記憶しておくのももちろん大切ですが、月に200人、300人担当していると全部覚えておくというのも限界があります。
お客様のご自宅でのケア方法
お客様がご自宅でのケア方法として行っていることを記載します。
使っているシャンプー、ケア用品、ドライヤーなど何を使用しているか、ドライヤーのかけ方などどうしてるのかなど。それを基にご提案した内容など記載しましょう。
これは店販に繋がります。
③店販を強化する
店販が得意な美容師もいますが、苦手な人が多い印象です。
当社のおよそ30名いる美容師の売上ランキングにおいて、月に店販売り上げ10万円以上あげている人はほぼいません。ちなみに私は平均で毎月20万以上販売しています。
物を売ることを苦手とする美容師は「罪悪感」が要因の1つでしょう。
洋服屋さんなどで店員さんに声をかけられるのがイヤだと感じる人も多いかと思います。
その場合、売りつけられると感じるからだと思いますが、その感覚と同じで美容室の店販も「売りつけられる感」を与えてしまうのではないか?と美容師が思い込んでるケースがあります。
自分がされたら嫌なことは人にしないという思いから、なかなか店販に踏み出せない、という美容師も多いのではないでしょうか。
そのような場合、視点を変えてみましょう。
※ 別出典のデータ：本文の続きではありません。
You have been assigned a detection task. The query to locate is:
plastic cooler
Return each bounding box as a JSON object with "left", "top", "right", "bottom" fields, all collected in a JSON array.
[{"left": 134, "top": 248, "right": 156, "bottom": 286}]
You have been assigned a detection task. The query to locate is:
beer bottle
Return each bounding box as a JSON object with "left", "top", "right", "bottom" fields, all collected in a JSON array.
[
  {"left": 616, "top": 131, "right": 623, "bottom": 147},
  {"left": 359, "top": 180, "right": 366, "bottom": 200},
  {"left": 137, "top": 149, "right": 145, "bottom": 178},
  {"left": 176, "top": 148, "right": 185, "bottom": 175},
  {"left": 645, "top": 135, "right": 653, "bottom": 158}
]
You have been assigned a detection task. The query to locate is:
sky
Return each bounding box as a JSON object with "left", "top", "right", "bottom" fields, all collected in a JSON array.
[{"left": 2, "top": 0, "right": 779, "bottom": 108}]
それはお客様の髪の状態を次のご来店まで責任を持つということです。
お客様が美容室にご来店する周期は早くても1ヶ月程度です。
1年365日のうち、来店した12日しかお客様の髪が綺麗な状態がないのは悲しくないですか?
担当のお客様の髪がいつでも美しく、カッコよくいて欲しいですよね?そのためには良いホームケア剤が必要です。
お客様の髪が常に綺麗な状態でいられればお友達などにも褒められることも増えるでしょう。
そうなればお客様も褒められるたび思い出してくれるきっかけにもなり、紹介に繋がったりすることもあるでしょう。
そのような観点からも店販はとても大切なのです。
美容室で販売している商品と、ドラッグストアの商品は何が違うのか。それは価格と中身の性質です。
美容室の商品はドラッグストアの商品より比較的高いものが多いですが、美容室のシャンプーは芸能人の方とタイアップしたりTVCMは放映しているものが少ないのに対し、ドラッグストアのシャンプーはTVCMしたり芸能人が宣伝しているものもあります。
商品の宣伝費を多くかけているのに美容室のシャンプーの方が高いのはおかしいですよね?
これは美容室のシャンプーの方が中身の成分がいい証拠でもあります。
量販店に置かれているシャンプーは大衆ウケする商品が多いのに対して、美容室のシャンプーは目的が明確です。
美容室の商品は、美容師がお客様の髪を問診し、コンディションを正しく判断することによりオススメでき、美容師が販売するもの、つまり美容師が宣伝広告になる商品です。
ですが美容室の商品も有名スーパーや楽天などのネットなどに流通しているものもあり、美容師がオススメしてもお客様が他で買うという現象も多々見られます。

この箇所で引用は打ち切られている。